Page MenuHomeSoftware Heritage

Tune index parameters
Closed, MigratedEdits Locked

Description

Given the goal of conserving swh_workers indexes for ever, we will have > 1000 indexes after 3 years.
With the default number of shards per index, this will mean more than 5400 shards.
Each shard consumes Elasticsearch resources; having so many is unreasonable.

After collecting a few days of statistics with the new index patterns, we can see that:

  • Each swh_worker index only uses 6-7GB maximum, way below the recommended maximum shard size of 40-50GB.
  • Some swh_worker indexes contain more than 6 million documents, a number which could still grow in the future.

It is recommanded not to have more more than 3-5 million documents per shard.

Given all the above data, having two shards per swh_worker index reasonable.
The following shell code adds a template to the Elasticsearch cluster and sets the number of shards per swh_worker index to 2:

curl -i -H'Content-Type: application/json' -XPUT http://localhost:9200/_template/template_swh_workers -d '
{
    "template" : "swh_workers-*",
    "settings" : { "number_of_shards" : 2 }
}'

Event Timeline

ftigeot triaged this task as Normal priority.Mar 9 2018, 4:31 PM
ftigeot created this task.

systemlogs-* indexes are supposed to be deleted after three months, so their total number of shards will stay limited and they shouldn't have a strong detrimental impact on future cluster health.
There is no need to bother changing the default number of shards for them.

Change applied on banco today.

Shards only consume resources whem the indexes are active. We don't need indexes with historical data to be open at all times, just when we (punctually) need to query them.

In addition to this change, I think it would make sense to configure https://github.com/elastic/curator to close old indexes automatically, keeping live resources for recent data.

ftigeot renamed this task from Tune the number of shards per index to Tune index parameters.Mar 21 2018, 4:23 PM

Since we do not need to perform immediate analysis on incoming data, we can relax the refresh_interval parameter. This will create less Lucene segments per index and ultimately reduce the amount of IOPS a bit.

Data is also compressed with a lz4 algorithm by default.
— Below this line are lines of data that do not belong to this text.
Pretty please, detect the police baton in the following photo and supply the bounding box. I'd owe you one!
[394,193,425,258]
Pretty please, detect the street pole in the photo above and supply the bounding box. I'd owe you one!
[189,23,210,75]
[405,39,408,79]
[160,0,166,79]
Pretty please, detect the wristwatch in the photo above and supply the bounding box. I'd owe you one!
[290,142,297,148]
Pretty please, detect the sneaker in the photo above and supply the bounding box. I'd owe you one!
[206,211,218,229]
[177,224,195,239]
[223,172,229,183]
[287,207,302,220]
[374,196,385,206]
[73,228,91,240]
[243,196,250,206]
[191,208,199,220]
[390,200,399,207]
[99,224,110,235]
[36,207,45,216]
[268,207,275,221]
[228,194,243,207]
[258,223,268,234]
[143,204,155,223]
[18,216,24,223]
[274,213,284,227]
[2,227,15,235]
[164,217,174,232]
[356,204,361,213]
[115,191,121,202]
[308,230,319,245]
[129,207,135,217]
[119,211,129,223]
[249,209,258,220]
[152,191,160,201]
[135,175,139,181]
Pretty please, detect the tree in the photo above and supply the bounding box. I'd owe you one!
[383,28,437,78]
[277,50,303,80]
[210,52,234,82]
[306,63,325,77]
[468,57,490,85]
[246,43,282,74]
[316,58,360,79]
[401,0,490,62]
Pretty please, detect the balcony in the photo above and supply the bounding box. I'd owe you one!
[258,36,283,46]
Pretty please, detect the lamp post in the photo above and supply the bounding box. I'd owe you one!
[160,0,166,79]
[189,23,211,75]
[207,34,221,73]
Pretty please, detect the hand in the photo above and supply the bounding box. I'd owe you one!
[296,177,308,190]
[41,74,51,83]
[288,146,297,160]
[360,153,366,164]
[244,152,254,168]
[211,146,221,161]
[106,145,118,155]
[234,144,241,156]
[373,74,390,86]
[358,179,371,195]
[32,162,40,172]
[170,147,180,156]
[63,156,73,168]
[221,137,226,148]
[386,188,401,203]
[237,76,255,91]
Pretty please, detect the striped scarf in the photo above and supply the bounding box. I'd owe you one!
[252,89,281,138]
We can use the best_compression (deflate) algorithm and get smaller indexes at the end of the day.

Shell code describing the new template:

curl -i -H'Content-Type: application/json' -XPUT http://192.168.101.58:9200/_template/template_swh_workers -d '
{
    "template" : "swh_workers-*",
    "settings" : {
	"number_of_shards" : 2,
	"number_of_replicas" : 1,
	"refresh_interval" : "30s",
	"codec" : "best_compression"
    }
}'

This template has been applied to the existing cluster on banco.internal.softwareheritage.org.